7. The weather strip as claimed in claim 5, wherein the second outer-cabin side wall formed by die molding includes an inclined wall formed by die molding and a second installation wall formed by die molding, the inclined wall formed by die molding inclines and extends toward an exterior of the automobile from part of the second outer-cabin side wall formed by die molding closer to the hollow part, the second installation wall formed by die molding connects with an end part of the inclined wall formed by die molding and extends toward an end part of the second outer-cabin side wall formed by die molding, and the second installation wall formed by die molding has a hole for a clip.

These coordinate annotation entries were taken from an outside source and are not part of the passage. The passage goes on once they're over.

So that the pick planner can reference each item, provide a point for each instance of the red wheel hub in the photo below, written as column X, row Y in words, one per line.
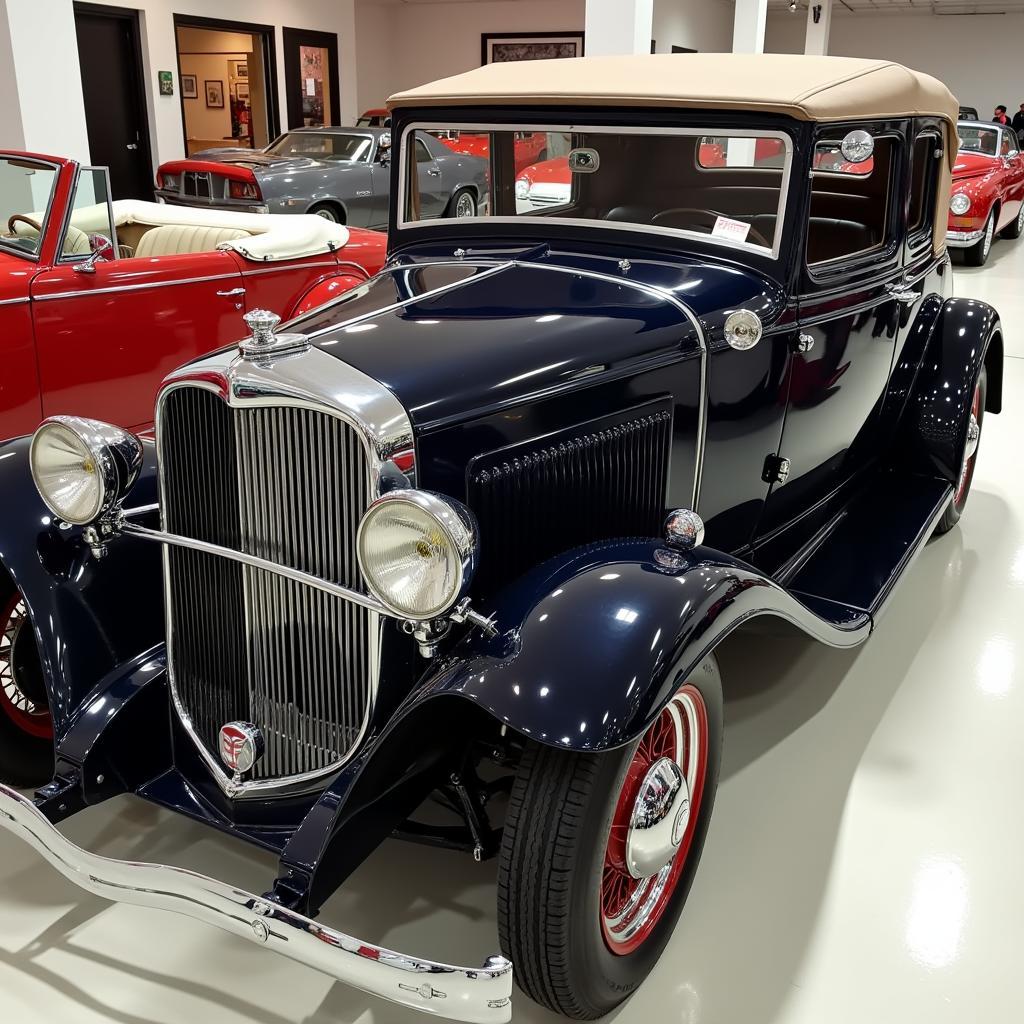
column 631, row 906
column 15, row 705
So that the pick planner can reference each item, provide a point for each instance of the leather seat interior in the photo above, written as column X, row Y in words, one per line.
column 175, row 240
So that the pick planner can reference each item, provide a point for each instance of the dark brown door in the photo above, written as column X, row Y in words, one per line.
column 311, row 75
column 115, row 107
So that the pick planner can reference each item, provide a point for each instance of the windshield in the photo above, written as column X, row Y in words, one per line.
column 324, row 145
column 727, row 187
column 26, row 193
column 978, row 139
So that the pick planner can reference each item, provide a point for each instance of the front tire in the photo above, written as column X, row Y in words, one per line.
column 977, row 255
column 582, row 928
column 26, row 725
column 957, row 503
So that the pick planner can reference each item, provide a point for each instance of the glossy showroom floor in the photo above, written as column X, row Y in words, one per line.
column 863, row 862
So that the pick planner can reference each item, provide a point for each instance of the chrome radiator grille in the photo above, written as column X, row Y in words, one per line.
column 290, row 485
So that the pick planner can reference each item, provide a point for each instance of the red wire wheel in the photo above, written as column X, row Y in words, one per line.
column 631, row 907
column 15, row 705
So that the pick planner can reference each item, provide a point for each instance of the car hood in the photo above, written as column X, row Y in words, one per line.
column 973, row 165
column 473, row 336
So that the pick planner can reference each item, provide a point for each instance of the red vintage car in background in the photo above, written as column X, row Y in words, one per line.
column 988, row 189
column 100, row 299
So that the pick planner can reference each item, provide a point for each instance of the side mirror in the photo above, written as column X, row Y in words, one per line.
column 100, row 246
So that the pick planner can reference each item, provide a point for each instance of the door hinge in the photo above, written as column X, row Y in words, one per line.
column 776, row 469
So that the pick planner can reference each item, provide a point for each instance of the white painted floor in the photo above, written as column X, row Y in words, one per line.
column 862, row 865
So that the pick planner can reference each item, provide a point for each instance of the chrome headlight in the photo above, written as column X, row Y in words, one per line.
column 960, row 204
column 417, row 552
column 82, row 468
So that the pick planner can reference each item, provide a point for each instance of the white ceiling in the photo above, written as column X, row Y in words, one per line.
column 941, row 7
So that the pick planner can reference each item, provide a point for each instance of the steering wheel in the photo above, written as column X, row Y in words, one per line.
column 15, row 217
column 709, row 217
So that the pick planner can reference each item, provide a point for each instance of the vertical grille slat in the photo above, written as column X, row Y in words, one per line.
column 542, row 501
column 288, row 484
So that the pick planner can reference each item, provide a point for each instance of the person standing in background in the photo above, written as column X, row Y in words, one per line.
column 1018, row 122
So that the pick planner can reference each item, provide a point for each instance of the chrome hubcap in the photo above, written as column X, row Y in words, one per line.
column 658, row 820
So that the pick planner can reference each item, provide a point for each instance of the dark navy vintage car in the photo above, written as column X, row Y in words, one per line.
column 473, row 530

8. The weather strip as claimed in claim 1, further comprising a sensor fixed in the hollow part, and when an object is disposed between the panel and the opening, and makes contact with the hollow part when the panel is moved towards a closed position, an electric signal provides an indication that the object is in the opening.

9. A method of manufacturing a weather strip, the weather strip being operably couplable to a flange of at least one of a peripheral edge of a panel of an automobile or a peripheral edge of a door opening of an automobile body of the automobile, the flange having curved parts, the panel being movable between at least two positions to open and close the opening, and the weather strip comprising: an installation base member operably couplable to the flange, the installation base member including an inner-cabin side wall, a first outer-cabin side wall, and a connecting wall which connects the side walls, part of the installation base member being cut out, to provide a cut-out part, the part being operably couplable to the curved parts, and the cut-out part being subjected to die molding using die-molding material, to provide a die-molded part; a hollow part integrally formed with the installation base member by extrusion molding; and an insert shaped in conformance with the curved parts, and the insert having a plurality of concave shaped parts, the method comprising: placing the weather strip, which has the cut-out part, between an upper die and a lower die; providing inner dies between the upper die and the lower die, the inner dies having a plurality of pins which protrude; arranging and fixing the insert in the cut-out part with the plurality of concave shaped parts abutted with the plurality of pins of the inner dies, the cut-out part being where the insert is embedded by die molding; pouring the die-molding material into the cut-out part; and subjecting the cut-out part to die molding.

Description

BRIEF DESCRIPTION OF DRAWINGS

[0041] FIG. 1 is an enlarged perspective view of a weather strip according to an embodiment of the present invention coupling to a sliding door illustrated in FIG. 10;

[0042] FIG. 2 is an enlarged perspective view of the principal components of the weather strip illustrated in FIG. 1;

[0043] FIG. 3A is a side view of an insert embedded in the weather strip illustrated in FIG. 2; FIG. 3B is a front view of the insert;

[0044] FIG. 4 is an enlarged cross-sectional view taken along line IV-IV in FIG. 2;

[0045] FIG. 5 is an enlarged cross-sectional view taken along line V-V in FIG. 2;

[0046] FIG. 6 is an enlarged cross-sectional view of a die taken along line V-V in FIG. 2 with the weather strip according to the embodiment of the present invention under die molding;

[0047] FIG. 7 is an enlarged cross-sectional view of the die taken along line VII-VII in FIG. 2 with the weather strip according to the embodiment of the present invention under the die molding;

[0048] FIG. 8 is an enlarged cross-sectional view of the die taken along line VIII-VIII in FIG. 2 with the weather strip according to the embodiment of the present invention under the die molding;

[0049] FIG. 9 is an enlarged cross-sectional view taken along line IX-IX in FIG. 2;

[0050] FIG. 10 is a side view of an automobile with the sliding door that opens and closes a door opening of an automobile body of an automobile; and

[0051] FIG. 11 is an enlarged perspective view of a conventional weather strip coupling to the sliding door illustrated in FIG. 10.

DETAILED DESCRIPTION

[0052] Referring to the Drawings, a weather strip 30 according to an embodiment of the present invention will be described.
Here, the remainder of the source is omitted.